Storage systems organize data in several common ways, and we need to be clear with our terminology.  This is particularly important for people who have worked with only one type of organization!  Traditionally, IT storage is what we would call “block storage”. Technical and desktop computing generally works with “file storage”.  Web and cloud-based applications primarily use “object storage”.  Let’s briefly explore these different types of storage.

Block storage

Block storage: Address by location within a volume.

A block storage system organizes data into volumes.  Data is then addressed by its location in the volume (an offset from the beginning).  Generally the volume consists of a sequence of physical records, or blocks, where each block is a fixed-length sequence of bytes.  Data is read and written as entire blocks, rather than individual bytes or bits.

In the simplest case, a volume represents a single physical storage device, such as a hard drive.  These volumes might be divided in smaller sub-volumes, or partitions.  In other cases, several storage devices are aggregated to create a complex such as a RAID array.  Enterprise storage controllers organize disks into RAID groups, partitioning these RAID groups into volumes, often referred to as logical units, or LUNs.  Storage may be further virtualized, aggregating volumes from multiple storage systems, creating composite volumes and subdividing those into smaller volumes, and often providing higher level operations like data compression, encryption, thin provisioning, and mirroring.

Block storage devices are connected to computers using protocols like SAS, iSCSI, or Fibre Channel.  In simple cases, the block storage device is directly connected to the computer,.  In more complex situations, storage devices are connected to computers through Storage Area Networks (SANs).  A SAN fabric can connect many storage systems, computers, and SAN switches.

Operating systems present volumes as disk devices, usable like internal disk devices.  Most computers boot operating systems from volumes, and many computers can boot from volumes connected over a SAN.

File systems are formatted on block storage volumes.

File Storage

File storage: Address by name in (usually) a hierarchical name space (usually implemented over block storage)

file storage system organizes data into files with names, collected into file systems.  Frequently file systems support hierarchies of named directories (folders) containing files and other directories.  The ordered list of names of directories that must be traversed to reach a file, followed by the name of the file, is the path name of the file.  A file is addressed by its path name.

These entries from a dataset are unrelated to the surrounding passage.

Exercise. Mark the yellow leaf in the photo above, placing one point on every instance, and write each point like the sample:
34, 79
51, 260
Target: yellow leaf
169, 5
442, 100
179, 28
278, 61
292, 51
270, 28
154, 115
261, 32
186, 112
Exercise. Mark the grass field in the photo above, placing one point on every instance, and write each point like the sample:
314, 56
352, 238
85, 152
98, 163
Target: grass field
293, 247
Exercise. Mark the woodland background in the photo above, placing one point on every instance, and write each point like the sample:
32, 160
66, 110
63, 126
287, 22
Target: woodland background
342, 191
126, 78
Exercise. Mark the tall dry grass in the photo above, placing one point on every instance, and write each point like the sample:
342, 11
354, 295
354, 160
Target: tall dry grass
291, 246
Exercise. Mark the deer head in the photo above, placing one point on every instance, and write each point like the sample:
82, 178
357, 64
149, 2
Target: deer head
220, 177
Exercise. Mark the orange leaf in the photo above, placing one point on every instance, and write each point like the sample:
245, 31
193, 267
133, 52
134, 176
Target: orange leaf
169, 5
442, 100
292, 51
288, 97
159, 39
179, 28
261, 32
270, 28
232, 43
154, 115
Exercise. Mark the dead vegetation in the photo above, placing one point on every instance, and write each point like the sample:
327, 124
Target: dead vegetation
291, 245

Generally files can be read, written, and modified.  Some metadata is associated with each file, consisting at least of its length.  Commonly metadata also consists of the time the file was last modified, access controls for the file, and frequently other time stamp information.

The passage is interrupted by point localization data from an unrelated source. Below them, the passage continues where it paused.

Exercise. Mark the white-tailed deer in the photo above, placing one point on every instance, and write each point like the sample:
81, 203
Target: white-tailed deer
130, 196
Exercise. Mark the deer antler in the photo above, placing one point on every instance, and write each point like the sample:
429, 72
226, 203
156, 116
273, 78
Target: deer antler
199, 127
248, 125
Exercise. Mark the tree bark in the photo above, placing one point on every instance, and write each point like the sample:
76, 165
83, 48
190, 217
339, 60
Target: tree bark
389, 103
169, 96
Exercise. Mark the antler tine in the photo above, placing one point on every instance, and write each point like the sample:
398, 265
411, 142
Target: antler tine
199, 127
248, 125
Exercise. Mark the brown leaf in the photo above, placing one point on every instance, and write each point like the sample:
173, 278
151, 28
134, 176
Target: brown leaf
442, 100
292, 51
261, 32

A file system is usually formatted on a block storage device, which may be internal, direct-attached, or accessed over a SAN.

Object storage

Object storage: Address by name in (usually) a flat name space (usually implemented over file storage)

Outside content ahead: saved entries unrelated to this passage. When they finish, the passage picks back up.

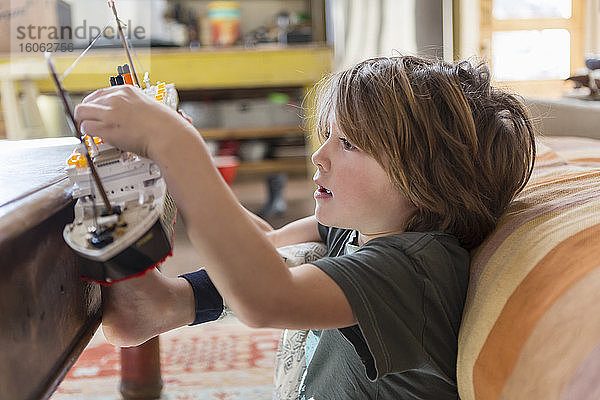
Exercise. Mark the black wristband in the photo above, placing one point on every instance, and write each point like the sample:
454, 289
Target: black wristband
209, 303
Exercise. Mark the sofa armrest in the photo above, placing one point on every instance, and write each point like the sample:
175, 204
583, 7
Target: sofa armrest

Object storage deals with data as objects addressable by name.  Generally the name space is fairly flat.  Object-based storage devices exist (using the SCSI protocol), but in the past few years “object storage” has predominantly meant storage objects accessed through the HTTP protocol — such storage is also known as “cloud storage”.

Cloud storage objects typically may not be modified, other than appending.  Objects are grouped into containers, associated with accounts.  Common cloud object storage systems are Amazon S3 and OpenStack Swift.